KV Selection Strategies
The selection leverages hypotheses regarding knowledge embedding in intermediate layers and attention distribution as proxies for communication value.


Figure 3: Effective communication with limited hyperparameters.
Attention importance scores average context token weights across layers, refining the selection process using a Gaussian center spread approach, enhancing intermediate layer selection efficacy.

Figure 4: Better communication performance with higher attention level.
Experimental Results
KVComm demonstrates significant reductions in computational complexity compared to baselines, while maintaining or enhancing performance. It consistently outperforms methods like Skyline and NLD by achieving reduced data transmission requirements.

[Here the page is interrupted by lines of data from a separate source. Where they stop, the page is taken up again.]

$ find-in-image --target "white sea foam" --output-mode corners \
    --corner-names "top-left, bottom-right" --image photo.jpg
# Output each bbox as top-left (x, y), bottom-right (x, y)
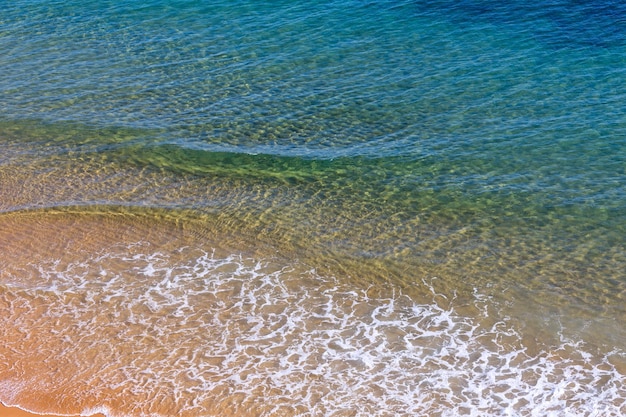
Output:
top-left (0, 244), bottom-right (624, 417)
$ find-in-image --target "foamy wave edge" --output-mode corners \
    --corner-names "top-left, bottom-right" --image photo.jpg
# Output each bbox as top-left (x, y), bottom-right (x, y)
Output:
top-left (1, 246), bottom-right (624, 417)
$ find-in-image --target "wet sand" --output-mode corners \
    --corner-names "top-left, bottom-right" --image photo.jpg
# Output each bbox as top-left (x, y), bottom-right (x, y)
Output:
top-left (0, 403), bottom-right (105, 417)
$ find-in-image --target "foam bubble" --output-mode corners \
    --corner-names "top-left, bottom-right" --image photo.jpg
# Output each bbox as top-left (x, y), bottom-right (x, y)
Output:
top-left (0, 245), bottom-right (624, 416)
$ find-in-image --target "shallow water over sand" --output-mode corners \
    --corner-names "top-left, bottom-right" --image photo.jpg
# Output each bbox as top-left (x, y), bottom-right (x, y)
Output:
top-left (0, 208), bottom-right (624, 416)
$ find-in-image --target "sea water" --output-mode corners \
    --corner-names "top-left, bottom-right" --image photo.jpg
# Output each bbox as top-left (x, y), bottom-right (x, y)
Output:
top-left (0, 1), bottom-right (625, 416)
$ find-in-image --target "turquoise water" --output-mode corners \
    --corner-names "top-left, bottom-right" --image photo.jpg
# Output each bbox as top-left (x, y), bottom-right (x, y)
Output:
top-left (1, 1), bottom-right (625, 416)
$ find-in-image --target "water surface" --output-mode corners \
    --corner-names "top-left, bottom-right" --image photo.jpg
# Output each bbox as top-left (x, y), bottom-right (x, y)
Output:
top-left (0, 1), bottom-right (625, 415)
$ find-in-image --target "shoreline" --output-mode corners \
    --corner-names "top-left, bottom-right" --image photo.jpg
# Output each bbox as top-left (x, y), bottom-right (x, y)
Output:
top-left (0, 403), bottom-right (105, 417)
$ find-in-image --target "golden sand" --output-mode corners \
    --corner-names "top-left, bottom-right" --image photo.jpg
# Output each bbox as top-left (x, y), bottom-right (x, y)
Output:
top-left (0, 403), bottom-right (104, 417)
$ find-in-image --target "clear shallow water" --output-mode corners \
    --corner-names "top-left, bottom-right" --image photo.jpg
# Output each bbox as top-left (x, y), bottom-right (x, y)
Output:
top-left (0, 1), bottom-right (625, 416)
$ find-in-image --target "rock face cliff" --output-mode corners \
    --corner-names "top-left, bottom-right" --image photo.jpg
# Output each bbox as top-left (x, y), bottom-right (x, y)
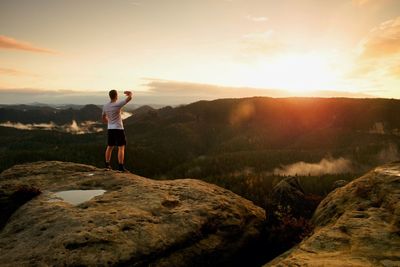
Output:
top-left (0, 161), bottom-right (265, 267)
top-left (265, 163), bottom-right (400, 267)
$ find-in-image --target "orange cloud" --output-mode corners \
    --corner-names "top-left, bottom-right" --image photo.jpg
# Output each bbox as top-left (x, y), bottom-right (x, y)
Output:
top-left (0, 67), bottom-right (35, 76)
top-left (142, 78), bottom-right (373, 99)
top-left (349, 16), bottom-right (400, 79)
top-left (0, 35), bottom-right (57, 54)
top-left (359, 17), bottom-right (400, 59)
top-left (143, 78), bottom-right (278, 96)
top-left (345, 63), bottom-right (375, 79)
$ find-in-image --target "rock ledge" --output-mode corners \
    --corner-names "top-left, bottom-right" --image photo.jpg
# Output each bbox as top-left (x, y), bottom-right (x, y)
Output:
top-left (265, 163), bottom-right (400, 267)
top-left (0, 161), bottom-right (265, 267)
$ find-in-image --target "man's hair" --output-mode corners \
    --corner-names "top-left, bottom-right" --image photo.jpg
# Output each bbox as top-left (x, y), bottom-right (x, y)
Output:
top-left (109, 90), bottom-right (117, 100)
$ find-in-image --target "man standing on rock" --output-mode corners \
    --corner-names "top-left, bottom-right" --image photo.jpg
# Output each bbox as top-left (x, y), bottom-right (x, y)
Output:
top-left (102, 90), bottom-right (133, 171)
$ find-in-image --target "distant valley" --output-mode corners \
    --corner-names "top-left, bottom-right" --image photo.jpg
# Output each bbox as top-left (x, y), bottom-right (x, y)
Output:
top-left (1, 96), bottom-right (399, 208)
top-left (0, 104), bottom-right (132, 134)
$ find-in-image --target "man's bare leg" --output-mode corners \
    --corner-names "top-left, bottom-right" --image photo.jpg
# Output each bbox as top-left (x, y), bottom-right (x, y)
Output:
top-left (118, 145), bottom-right (125, 164)
top-left (105, 146), bottom-right (114, 169)
top-left (118, 145), bottom-right (127, 171)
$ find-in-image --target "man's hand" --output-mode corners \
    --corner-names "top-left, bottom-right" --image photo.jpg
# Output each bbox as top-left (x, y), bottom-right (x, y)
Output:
top-left (124, 91), bottom-right (133, 103)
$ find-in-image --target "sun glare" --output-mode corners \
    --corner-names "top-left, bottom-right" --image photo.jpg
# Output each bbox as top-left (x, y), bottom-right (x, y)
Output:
top-left (251, 52), bottom-right (341, 95)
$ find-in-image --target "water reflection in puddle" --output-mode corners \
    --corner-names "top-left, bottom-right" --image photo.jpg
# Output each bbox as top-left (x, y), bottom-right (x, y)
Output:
top-left (54, 190), bottom-right (106, 205)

Figure 5: Llama-3.2-3B on MMLU Social Science
The experiments underscore KVComm’s ability to achieve performance comparable to direct input merging methods, with drastically reduced communication overhead. Such results manifest KVComm’s practical utility in scalable multi-agent systems.
Conclusion
KVComm presents a paradigm shift in efficient LLM communication through selective KV sharing, overcoming existing challenges in hidden state bias and natural language inefficiencies. By focusing on intermediate layers and utilizing attention scores, KVComm establishes a foundation for future developments in efficient inter-LLM communication strategies, balancing computational demands with rich semantic data sharing.
The broader implications of KVComm lie in its potential to enhance collaborative problem-solving capabilities in AI-driven multi-agent environments, paving the way for more scalable and efficient systems.
This approach opens avenues for further research in optimizing communication protocols by blending KVComm's principles with existing methods to address varying complexities in real-world applications.